Game intel
NTE
Supernatural urban open-world RPG
When I saw the new trailer drop for Neverness to Everness (NTE) ahead of gamescom 2025, I have to admit-I perked up. An open-world supernatural adventure, set in a city that’s as much a character as any NPC, and all running on PS5 with some serious graphical firepower? Yeah, I’ve got questions, but I’m definitely listening. After a string of lately-samey open worlds, anything with a weird, supernatural urban angle stands out. But this is Perfect World Games we’re talking about-an established powerhouse, sure, but one whose track record is a mixed bag if you care as much about gameplay depth as shiny exteriors.
Let’s not dance around it: NTE’s reveal is designed to wow with graphics. The press release practically drools over NVIDIA’s GeForce RTX 50 Series, DLSS 4, and “path tracing” tech, plus TCL’s high-end monitors. If you’re as tired as I am of open-world games that promise ‘living, breathing cities’ but deliver the same old fetch quests dressed in pretty lighting, this should ring a few alarm bells.
But here’s why I’m still watching: Perfect World Games does have a rep for at least nailing technical polish—look at Tower of Fantasy’s visuals, for example—even if their stories and systems sometimes lean generic. NTE is banking hard on spectacle, and if their supernatural urban theme brings some fresh energy (think less Ghostwire: Tokyo’s style-over-substance, more something like a Chinese-themed Dishonored), maybe there’s really something to it.

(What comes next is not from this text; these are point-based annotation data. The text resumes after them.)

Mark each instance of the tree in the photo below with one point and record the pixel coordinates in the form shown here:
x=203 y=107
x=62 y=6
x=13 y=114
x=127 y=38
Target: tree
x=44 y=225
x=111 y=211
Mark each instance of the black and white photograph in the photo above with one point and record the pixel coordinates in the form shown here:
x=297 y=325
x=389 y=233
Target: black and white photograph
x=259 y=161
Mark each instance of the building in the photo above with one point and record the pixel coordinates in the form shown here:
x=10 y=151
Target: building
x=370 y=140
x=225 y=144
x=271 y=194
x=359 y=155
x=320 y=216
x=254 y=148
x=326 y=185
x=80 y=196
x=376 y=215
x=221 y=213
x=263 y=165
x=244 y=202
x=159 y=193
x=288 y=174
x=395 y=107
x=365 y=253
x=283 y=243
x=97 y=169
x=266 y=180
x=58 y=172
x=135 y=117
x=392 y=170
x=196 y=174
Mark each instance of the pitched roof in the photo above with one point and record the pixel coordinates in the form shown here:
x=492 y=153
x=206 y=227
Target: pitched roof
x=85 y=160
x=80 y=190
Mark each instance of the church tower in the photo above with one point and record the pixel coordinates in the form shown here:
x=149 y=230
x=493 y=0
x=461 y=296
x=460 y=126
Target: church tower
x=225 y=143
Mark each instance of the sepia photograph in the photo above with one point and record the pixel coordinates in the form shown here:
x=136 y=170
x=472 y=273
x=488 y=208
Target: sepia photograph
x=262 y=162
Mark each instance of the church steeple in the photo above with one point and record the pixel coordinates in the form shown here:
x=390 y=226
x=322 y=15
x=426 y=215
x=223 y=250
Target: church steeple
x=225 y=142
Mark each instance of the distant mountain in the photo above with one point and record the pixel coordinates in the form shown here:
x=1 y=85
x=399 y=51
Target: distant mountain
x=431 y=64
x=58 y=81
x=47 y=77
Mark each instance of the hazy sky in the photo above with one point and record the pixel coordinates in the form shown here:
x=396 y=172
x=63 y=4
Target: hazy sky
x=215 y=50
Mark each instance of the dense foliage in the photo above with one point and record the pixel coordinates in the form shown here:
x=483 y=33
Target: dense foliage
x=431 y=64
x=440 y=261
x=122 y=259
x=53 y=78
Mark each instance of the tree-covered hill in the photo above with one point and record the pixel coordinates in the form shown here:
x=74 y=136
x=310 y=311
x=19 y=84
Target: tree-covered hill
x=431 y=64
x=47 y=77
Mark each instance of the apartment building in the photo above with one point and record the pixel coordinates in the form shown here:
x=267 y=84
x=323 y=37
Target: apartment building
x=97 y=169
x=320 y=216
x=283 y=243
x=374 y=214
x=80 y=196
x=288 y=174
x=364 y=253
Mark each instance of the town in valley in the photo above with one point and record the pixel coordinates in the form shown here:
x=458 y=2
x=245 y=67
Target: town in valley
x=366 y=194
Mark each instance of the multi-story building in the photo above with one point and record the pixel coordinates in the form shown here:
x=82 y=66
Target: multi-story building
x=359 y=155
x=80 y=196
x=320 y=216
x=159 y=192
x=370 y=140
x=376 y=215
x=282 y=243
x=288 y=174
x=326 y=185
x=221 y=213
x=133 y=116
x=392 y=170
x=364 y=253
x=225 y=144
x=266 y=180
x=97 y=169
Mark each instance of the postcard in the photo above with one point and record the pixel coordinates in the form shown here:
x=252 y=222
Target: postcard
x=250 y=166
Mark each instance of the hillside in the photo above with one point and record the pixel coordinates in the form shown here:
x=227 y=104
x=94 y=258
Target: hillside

This isn’t a digital-only hands-on either—the devs are making a big deal out of the demo at gamescom. Fifteen minutes isn’t much, but it at least gives us something more than cinematic trailers (which, let’s be honest, rarely reflect actual play). The hands-on, the live devs at the booth, and the requirement to film yourself playing and splatter it across social is PR granularity at work. If that’s the kind of hot air that fills your X (Twitter) feed, fair warning.
One big draw for demo participants: you get exclusive merch for pre-registering and posting—bags, stickers, lucky draw bling. As a grizzled convention-goer, I respect the hustle, but let’s not pretend this isn’t mostly about social buzz. A game lives or dies on what happens behind the controller, not in Discord GIFs of swag.

The supernatural city genre has seen loads of hype (and misses) lately—Tokyo gets haunted in Ghostwire, Shanghai feels cool but shallow in some mobile RPGs, and Western studios keep swinging for that “urban fantasy” mood with mixed results. NTE might be the first to try and bring a photorealistic, supernatural-tinged Asian metropolis to PS5 with AAA technical muscle. If the team really leans into the local flavor, and doesn’t just reskin generic quests, there’s genuine potential here.
Perfect World Games, for all the MMO and mobile-heavy catalog, hasn’t dropped a single-player, story-driven open-world RPG for console that hit big internationally. NTE could be their chance to break out—if they can actually deliver something deeper than a tech demo with gacha cosmetics layered on top.

I’m cautiously optimistic, but not drinking the Kool-Aid just yet. The focus on NVIDIA hardware and merch activations screams “please make us viral” as much as it promises a good game. Until we see hands-on impressions from folks not wedded to the booth script, the jury’s out. But I’m always down for something weird, especially if it can make city exploration as compelling as Persona 5 or Judgment, rather than just more open-world bloat with supernatural window dressing.
Neverness to Everness is shaping up as a flashy, supernatural open-world RPG with a heavy focus on graphics and urban spectacle—playable for the first time at gamescom 2025. Perfect World Games needs to prove it’s more than marketing flash, but if they can combine visual power with real gameplay depth, NTE might finally offer a city worth haunting.